Disney reports net income drop
But Q2 results topped expectationsDisney's net income in the fiscal second quarter dropped 46%, and Bob Iger has put the blame largely on the film studio, where operating income plunged 97%.
Part of the problem were tough comparisons, but the president and CEO reiterated that, when it comes to the film studio, measures are under way for cutting costs related to production, output, marketing and global infrastructure.
In fact, Iger said he will "address costs virtually at every level."
Overall, Disney reported net income of $613 million, down from $1.13 billion, on revenue that fell 7% to $8.1 billion. The results beat the expectations of Wall Street, and shares were 5% higher in after-hours trading after having inched up 1% to $23.15 during the regular session.
The studio division notched only $13 million in operating income compared with $377 million a year ago. Revenue tumbled 21% to $1.4 billion. The big drags were domestic DVD sales and worldwide theatrical distribution.
On the DVD front, the titles "High School Musical 3: Senior Year," "Beverly Hills Chihuahua" and "Bolt" underperformed relative to "Enchanted," "Game Plan" and "No Country for Old Men" a year ago.
Theatrical performances during the quarter that Iger termed "disappointing" were "Confessions of a Shopaholic," "Race to Witch Mountain" and "Bedtime Stories."
"It's not the marketplace, it's our slate," Iger said, acknowledging that the movie exhibition industry has been on a tear this year.
Last year's better-performing releases were "National Treasure 2: Book of Secrets," "Enchanted" and "Hannah Montana/Miley Cyrus: Best of Both Worlds."
"After posting strong results last year, studio performance was disappointing, something they would be the first to admit," Iger told analysts Tuesday during a conference call.
Disney's biggest unit, media networks, posted operating income that was off 4% to $1.3 billion on revenue that rose 2% to $3.6 billion. Cable networks posted a 5% increase in operating income, while broadcasting decreased 38%.
Iger gave a shoutout to a couple of Disney Channel shows that recently got off to a good start: "JONAS" and "Sonny With a Chance."
Both Iger and CFO Tom Staggs said the TV ad market, while not as robust as a year ago, is stabilizing.
Iger talked up the company's recent decision to join NBC Universal and News Corp. in taking an ownership stake in Hulu. Separately, he said an online Disney-branded subscription service for movies could be on the horizon.
Disney's theme parks also declined significantly as they attracted about the same number of people as a year ago but those visitors spent less money. The parks and resorts unit reported operating income that was down 50% to $171 million on revenue that fell 12% to $2.4 billion.

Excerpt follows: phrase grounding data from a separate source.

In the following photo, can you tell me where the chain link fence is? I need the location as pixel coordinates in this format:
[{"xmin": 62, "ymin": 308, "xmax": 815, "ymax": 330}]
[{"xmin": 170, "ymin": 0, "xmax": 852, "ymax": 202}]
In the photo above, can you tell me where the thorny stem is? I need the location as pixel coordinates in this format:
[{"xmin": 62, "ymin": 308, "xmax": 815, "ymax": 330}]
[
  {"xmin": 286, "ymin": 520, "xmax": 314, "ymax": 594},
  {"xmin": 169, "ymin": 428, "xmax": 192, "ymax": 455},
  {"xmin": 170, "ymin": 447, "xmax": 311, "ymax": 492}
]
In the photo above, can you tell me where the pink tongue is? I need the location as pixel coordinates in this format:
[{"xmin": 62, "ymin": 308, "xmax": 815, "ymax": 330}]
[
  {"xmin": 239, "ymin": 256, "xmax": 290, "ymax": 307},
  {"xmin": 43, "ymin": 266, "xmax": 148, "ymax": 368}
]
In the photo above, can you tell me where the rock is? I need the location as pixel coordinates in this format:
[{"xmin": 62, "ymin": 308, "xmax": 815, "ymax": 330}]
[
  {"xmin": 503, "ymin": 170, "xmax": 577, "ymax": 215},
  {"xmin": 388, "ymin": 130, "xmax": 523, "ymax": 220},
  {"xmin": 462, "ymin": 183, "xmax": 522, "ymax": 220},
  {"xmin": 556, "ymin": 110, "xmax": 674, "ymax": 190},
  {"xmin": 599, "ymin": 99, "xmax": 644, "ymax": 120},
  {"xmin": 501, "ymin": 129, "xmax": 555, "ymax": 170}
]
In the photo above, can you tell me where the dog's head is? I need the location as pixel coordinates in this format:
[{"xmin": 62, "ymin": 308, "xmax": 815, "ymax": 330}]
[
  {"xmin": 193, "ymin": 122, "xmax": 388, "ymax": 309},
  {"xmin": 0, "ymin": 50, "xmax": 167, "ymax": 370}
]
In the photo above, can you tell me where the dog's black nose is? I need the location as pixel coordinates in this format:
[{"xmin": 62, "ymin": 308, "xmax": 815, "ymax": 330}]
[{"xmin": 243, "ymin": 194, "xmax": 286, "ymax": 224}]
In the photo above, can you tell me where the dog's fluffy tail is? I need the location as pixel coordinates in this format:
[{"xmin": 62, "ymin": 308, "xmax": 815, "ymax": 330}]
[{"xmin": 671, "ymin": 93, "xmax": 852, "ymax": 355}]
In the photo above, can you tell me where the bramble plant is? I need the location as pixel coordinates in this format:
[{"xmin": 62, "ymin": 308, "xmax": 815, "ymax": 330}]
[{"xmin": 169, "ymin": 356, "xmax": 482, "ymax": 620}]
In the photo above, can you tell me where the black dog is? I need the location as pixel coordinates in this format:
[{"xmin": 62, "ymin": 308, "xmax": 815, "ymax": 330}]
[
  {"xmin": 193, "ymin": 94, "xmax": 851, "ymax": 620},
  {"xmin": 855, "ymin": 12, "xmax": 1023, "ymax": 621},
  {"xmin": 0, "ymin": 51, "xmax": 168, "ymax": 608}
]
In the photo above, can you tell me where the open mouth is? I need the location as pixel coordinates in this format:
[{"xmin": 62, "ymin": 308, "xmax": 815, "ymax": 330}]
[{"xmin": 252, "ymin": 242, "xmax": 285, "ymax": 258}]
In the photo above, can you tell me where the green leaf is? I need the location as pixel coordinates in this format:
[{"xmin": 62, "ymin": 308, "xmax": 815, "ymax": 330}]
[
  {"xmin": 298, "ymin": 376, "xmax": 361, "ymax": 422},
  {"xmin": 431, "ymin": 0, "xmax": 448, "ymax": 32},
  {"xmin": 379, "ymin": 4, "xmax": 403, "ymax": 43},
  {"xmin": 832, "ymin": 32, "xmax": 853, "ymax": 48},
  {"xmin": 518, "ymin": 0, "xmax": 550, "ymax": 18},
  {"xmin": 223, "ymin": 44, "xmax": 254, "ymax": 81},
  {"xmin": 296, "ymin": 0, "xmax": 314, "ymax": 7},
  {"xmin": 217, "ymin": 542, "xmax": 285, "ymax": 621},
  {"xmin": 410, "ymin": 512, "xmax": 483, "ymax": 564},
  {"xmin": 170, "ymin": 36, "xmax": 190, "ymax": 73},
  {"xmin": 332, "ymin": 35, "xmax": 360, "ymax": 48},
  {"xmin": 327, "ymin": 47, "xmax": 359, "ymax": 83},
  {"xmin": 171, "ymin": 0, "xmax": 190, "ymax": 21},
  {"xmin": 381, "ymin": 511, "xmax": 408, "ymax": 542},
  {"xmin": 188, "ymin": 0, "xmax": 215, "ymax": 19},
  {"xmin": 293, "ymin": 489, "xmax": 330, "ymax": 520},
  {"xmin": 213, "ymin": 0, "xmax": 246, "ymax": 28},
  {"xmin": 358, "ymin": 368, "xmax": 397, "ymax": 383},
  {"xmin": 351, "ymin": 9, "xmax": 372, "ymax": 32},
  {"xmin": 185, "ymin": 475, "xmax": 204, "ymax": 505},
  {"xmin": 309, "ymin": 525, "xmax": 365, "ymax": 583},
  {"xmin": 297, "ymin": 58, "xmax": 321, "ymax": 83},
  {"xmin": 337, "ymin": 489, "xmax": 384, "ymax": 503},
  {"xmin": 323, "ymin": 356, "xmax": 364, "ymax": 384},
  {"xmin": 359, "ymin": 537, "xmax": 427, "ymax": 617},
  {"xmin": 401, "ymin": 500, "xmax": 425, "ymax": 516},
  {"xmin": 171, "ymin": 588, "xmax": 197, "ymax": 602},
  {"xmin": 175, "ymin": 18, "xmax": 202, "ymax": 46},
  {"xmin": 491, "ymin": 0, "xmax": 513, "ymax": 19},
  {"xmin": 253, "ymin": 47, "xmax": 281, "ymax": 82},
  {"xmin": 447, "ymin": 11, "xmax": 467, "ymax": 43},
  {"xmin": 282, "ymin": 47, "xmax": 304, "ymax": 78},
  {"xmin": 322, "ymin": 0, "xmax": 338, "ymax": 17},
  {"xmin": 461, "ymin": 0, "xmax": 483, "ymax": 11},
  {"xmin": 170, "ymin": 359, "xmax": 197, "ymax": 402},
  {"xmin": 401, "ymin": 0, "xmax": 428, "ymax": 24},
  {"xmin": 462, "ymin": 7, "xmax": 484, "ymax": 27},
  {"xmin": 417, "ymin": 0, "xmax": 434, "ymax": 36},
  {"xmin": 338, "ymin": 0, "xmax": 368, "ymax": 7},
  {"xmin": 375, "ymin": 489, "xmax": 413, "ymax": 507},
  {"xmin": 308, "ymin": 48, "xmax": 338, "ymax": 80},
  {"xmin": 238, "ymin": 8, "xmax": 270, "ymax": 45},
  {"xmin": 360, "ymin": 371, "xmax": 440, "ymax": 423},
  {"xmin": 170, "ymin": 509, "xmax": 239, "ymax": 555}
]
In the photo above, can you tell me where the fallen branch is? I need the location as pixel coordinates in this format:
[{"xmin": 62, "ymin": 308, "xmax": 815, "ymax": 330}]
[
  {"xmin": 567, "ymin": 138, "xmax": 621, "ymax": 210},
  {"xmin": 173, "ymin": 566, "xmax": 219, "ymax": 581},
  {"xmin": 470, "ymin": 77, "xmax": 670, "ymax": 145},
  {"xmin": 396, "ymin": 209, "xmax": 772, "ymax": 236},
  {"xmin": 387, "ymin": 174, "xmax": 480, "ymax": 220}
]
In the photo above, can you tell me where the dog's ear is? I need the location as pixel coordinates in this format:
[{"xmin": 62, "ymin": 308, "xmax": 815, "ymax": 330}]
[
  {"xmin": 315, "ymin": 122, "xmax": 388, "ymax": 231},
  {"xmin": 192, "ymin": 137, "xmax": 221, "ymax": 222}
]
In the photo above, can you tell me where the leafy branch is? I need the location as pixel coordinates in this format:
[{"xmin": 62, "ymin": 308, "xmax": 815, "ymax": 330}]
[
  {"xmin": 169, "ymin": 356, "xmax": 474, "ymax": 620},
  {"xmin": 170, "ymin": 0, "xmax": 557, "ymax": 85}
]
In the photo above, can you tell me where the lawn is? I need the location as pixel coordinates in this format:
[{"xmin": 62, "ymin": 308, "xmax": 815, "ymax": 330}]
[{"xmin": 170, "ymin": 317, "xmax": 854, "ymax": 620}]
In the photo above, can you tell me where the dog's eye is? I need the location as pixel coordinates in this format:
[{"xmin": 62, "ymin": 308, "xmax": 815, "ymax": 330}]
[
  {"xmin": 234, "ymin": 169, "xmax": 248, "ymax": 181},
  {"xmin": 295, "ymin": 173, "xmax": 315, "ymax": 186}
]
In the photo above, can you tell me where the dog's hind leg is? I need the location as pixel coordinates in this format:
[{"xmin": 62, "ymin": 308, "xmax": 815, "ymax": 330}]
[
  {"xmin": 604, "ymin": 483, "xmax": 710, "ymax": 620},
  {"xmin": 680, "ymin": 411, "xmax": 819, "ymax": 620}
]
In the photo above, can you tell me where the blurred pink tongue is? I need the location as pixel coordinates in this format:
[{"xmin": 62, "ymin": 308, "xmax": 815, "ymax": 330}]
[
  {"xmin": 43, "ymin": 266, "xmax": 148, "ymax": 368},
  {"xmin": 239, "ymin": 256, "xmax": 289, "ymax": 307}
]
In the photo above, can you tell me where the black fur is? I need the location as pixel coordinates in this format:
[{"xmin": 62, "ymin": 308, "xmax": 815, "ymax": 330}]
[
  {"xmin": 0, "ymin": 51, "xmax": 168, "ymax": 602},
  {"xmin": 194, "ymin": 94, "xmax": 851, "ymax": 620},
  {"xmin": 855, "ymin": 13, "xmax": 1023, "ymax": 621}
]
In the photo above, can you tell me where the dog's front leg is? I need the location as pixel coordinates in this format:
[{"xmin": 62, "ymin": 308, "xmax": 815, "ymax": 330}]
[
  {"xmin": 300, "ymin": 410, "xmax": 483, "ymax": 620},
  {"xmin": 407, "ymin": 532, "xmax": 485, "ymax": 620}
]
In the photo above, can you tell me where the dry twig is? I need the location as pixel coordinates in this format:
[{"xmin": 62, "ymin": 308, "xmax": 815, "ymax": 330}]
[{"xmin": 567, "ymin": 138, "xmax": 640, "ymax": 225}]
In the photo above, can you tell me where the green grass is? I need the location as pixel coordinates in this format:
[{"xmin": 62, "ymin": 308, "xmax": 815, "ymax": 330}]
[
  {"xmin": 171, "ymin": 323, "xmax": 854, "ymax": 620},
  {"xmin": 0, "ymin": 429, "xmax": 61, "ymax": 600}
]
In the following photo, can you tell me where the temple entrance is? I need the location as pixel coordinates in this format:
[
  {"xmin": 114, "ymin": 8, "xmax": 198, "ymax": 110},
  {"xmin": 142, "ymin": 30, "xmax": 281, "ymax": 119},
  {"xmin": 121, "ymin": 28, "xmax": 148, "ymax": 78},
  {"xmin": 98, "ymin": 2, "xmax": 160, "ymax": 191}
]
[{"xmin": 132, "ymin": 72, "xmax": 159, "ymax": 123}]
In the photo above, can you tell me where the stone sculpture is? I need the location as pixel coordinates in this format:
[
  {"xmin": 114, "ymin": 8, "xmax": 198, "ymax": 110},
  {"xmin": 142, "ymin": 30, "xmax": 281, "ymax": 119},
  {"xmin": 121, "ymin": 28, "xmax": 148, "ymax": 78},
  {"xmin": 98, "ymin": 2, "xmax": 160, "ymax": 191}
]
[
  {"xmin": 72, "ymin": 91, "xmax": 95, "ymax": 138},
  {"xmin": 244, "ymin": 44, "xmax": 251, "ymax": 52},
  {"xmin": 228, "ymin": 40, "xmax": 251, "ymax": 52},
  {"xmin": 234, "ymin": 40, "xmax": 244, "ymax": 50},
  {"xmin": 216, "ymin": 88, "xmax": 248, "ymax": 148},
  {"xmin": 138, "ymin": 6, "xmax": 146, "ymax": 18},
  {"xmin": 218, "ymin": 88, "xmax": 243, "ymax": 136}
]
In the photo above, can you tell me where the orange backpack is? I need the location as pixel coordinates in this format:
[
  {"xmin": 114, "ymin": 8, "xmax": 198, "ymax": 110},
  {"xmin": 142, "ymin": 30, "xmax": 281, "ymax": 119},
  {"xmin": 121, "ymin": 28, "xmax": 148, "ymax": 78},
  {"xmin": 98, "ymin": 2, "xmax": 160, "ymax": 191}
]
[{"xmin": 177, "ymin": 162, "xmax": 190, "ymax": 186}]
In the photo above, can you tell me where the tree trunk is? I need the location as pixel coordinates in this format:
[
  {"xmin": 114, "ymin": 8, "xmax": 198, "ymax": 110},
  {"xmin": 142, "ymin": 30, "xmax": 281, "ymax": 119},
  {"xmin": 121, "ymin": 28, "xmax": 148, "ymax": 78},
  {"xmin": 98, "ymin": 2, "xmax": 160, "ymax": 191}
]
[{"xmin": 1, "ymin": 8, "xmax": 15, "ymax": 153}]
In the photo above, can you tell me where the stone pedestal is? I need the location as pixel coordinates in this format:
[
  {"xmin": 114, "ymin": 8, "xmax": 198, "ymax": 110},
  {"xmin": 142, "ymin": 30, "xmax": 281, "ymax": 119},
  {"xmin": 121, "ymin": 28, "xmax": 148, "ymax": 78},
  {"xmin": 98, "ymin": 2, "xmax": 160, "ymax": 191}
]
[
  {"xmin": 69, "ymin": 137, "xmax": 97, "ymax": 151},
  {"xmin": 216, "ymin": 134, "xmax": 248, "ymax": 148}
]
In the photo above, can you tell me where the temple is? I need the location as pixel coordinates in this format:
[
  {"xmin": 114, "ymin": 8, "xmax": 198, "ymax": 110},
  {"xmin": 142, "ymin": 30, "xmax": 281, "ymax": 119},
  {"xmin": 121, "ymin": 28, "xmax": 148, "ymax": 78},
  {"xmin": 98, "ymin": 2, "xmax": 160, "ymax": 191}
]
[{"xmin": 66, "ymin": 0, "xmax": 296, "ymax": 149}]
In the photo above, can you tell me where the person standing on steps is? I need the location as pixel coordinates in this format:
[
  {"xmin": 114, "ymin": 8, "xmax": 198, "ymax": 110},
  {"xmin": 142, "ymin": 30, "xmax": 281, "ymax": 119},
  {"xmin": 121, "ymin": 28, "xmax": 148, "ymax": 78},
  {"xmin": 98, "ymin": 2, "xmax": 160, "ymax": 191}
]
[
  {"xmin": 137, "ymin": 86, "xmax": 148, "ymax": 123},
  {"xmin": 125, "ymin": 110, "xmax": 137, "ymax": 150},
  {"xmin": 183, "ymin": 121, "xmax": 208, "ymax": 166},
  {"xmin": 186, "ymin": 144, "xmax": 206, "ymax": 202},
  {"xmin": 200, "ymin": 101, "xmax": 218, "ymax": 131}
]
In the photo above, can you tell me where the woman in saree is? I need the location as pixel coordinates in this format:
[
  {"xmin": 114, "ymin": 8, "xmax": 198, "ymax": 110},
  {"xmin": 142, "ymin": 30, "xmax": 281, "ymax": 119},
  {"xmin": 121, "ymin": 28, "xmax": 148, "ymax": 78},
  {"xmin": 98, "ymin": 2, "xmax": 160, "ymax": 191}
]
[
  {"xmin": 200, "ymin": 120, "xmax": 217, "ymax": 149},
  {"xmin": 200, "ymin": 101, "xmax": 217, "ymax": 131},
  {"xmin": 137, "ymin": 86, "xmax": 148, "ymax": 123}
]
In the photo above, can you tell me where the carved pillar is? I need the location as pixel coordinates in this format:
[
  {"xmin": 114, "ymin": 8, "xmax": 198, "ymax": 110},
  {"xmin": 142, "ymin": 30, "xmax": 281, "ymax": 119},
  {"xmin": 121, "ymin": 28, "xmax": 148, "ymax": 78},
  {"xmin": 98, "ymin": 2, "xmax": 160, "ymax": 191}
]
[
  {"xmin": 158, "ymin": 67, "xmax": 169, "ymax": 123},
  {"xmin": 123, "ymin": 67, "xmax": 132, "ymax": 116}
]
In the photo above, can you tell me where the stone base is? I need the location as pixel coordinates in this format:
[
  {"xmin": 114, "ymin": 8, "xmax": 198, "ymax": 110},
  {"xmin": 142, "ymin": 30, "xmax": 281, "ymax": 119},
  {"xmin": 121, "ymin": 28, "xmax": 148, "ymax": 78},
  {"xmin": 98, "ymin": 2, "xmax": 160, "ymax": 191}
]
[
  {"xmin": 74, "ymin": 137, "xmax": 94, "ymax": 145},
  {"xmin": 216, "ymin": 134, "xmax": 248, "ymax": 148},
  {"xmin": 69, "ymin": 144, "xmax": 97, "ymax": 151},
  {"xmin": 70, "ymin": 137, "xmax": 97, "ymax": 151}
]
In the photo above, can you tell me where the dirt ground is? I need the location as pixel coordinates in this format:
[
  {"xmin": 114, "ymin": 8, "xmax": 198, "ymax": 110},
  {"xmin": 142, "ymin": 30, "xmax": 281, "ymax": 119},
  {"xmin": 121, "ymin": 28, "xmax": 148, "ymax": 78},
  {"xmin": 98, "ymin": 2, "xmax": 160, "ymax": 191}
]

Consumer products operating income fell 24% to $97 million on revenue that rose 9%, with the revenue gain stemming from the company's decision to take back ownership of Disney Stores North America.
Operating income for interactive media fell 2% to negative $61 million on revenue that fell 17% to $129 million, with the revenue decline owed to a comparison with last year's big self-published video game "Turok."
Disney also recorded $305 million in charges during the quarter, some related to FCC licenses, an investment in an Indian media company and layoffs primarily in the parks and resorts segment.